Crashes are survivable. A run that exits mid-execution leaves the manifests it already wrote intact. When the workspace is reopened the catalog can be rebuilt from those manifests — or from a portion of them, if some have been moved or deleted — without manual recovery.

Importing external data

Data that originates outside the workspace enters through a DataAssetLibrary. Each scope that owns managed data exposes one as scope.data_assets:

dataset = ws.data_assets.import_asset("qm9", "/data/qm9.tar.bz2")
project_dataset = project.data_assets.import_asset("lig-library", "/tmp/ligands.csv")

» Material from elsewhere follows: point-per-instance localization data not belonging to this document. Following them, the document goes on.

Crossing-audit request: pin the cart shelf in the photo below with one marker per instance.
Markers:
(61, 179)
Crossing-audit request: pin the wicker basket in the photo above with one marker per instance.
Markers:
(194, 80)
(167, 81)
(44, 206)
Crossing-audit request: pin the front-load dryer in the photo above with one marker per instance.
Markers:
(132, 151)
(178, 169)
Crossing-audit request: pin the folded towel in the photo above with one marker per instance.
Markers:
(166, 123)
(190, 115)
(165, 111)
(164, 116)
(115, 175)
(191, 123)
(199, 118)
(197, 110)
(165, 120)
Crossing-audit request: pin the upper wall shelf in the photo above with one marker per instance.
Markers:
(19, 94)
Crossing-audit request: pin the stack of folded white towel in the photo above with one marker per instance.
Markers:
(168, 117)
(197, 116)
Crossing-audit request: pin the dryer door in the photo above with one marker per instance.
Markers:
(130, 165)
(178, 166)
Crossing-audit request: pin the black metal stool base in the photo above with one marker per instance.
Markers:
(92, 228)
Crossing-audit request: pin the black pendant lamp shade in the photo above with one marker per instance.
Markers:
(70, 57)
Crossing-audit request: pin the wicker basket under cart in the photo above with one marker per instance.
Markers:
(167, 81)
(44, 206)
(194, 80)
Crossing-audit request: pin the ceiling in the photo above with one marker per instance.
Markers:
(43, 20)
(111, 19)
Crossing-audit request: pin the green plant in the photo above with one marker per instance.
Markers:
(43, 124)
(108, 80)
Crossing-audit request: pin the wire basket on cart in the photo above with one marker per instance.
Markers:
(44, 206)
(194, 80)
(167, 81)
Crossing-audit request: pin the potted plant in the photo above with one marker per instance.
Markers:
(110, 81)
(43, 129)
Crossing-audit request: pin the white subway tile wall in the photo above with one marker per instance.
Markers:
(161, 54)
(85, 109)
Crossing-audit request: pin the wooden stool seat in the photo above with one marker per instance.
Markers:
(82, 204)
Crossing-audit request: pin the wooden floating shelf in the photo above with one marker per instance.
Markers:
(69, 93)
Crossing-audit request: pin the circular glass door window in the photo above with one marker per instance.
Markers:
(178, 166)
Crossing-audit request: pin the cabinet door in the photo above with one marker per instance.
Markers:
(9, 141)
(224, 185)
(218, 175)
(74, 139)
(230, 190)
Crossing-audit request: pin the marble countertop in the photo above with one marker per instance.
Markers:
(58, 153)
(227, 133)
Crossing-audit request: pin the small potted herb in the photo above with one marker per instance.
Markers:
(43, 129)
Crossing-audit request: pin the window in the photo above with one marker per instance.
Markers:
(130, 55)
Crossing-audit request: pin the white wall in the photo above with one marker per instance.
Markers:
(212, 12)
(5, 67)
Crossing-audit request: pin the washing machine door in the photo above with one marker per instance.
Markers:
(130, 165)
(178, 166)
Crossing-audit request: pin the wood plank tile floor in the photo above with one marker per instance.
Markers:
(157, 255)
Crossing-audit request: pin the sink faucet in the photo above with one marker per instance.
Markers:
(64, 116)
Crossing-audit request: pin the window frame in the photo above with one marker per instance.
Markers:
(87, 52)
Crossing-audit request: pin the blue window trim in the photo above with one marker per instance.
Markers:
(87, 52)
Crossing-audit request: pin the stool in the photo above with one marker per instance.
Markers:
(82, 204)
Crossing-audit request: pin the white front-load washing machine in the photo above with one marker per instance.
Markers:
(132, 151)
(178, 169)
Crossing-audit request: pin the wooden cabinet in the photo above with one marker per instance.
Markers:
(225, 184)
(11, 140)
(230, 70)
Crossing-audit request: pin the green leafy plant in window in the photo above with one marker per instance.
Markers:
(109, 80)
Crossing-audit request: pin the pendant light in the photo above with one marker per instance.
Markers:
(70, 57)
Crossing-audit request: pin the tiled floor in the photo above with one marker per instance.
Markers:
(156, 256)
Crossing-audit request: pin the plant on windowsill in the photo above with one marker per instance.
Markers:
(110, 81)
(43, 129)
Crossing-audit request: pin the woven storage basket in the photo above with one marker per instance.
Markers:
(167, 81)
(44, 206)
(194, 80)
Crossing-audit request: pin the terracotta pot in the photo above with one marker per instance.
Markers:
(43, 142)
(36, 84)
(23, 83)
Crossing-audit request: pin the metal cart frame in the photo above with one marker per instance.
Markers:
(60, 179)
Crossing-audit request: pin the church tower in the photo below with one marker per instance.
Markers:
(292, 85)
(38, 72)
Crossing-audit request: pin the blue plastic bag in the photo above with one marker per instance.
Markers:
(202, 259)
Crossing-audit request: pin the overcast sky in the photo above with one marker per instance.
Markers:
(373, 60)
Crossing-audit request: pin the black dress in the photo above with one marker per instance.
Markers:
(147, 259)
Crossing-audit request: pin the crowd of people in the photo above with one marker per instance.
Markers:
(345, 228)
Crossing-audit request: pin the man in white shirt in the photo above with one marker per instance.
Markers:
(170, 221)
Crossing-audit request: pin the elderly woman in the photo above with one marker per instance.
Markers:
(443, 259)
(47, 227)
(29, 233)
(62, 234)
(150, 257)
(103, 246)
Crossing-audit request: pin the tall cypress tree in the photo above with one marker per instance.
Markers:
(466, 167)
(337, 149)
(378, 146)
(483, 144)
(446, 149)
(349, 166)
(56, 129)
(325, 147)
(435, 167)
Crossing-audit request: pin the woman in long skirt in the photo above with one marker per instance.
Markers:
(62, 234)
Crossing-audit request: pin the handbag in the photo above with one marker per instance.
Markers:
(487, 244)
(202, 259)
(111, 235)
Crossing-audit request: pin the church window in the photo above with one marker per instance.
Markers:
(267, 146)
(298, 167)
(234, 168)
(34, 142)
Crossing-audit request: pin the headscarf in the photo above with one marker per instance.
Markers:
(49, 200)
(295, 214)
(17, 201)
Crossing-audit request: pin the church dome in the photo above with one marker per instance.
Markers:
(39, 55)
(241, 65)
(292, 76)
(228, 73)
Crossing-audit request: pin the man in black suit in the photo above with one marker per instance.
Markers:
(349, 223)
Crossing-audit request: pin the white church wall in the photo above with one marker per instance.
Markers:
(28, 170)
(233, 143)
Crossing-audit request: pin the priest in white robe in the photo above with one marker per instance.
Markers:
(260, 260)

The import stores the payload under <scope>/data_assets/<asset_id>/payload/ and registers a DataAsset that remembers the action used (copy / move / symlink / hardlink) and the source path. Because DataAsset is just another subclass in the unified model, it shows up in the same catalog queries and the same UI as artifacts and logs.

Querying from the UI

On the server side every AssetResponse exposes the same envelope — id, name, kind, scope_kind, scope_ids, path, created_at, updated_at, producer, tags, extra — so the frontend can use a single table widget filterable by kind, scope, producing run, or tag. The typed AssetViewer dispatches on kind to pick the right content preview: a log tail for LogAsset, a JSON tree for CheckpointAsset / ExecutionStateAsset, a stack-trace header for ErrorTraceAsset, and a file preview for anything with bytes.

Limits

The asset model is narrower than a general data catalog and intentionally so.

  • Asset identity is local to the workspace. There is no content-addressed deduplication across libraries and no global identifier scheme.
  • tags and extra are free-form. MolExp stores them but does not impose a controlled vocabulary.
  • The catalog is an index, not a database. It is regenerable and not authoritative.
  • Runs are execution attempts. Assets they produce live in their run directory; experiment- or project-scoped promotion is an explicit import step.

These choices keep the implementation simple, keep individual run directories portable, and leave the door open for richer consumers — a FAIR-style publishing layer, an external search index, a content-addressed store — to be added on top without rewriting the core.

Runnable Example

examples/workspace/assets.py imports a data asset, writes artifact/log/checkpoint assets from a tracked run, and then runs a workspace-wide catalog query.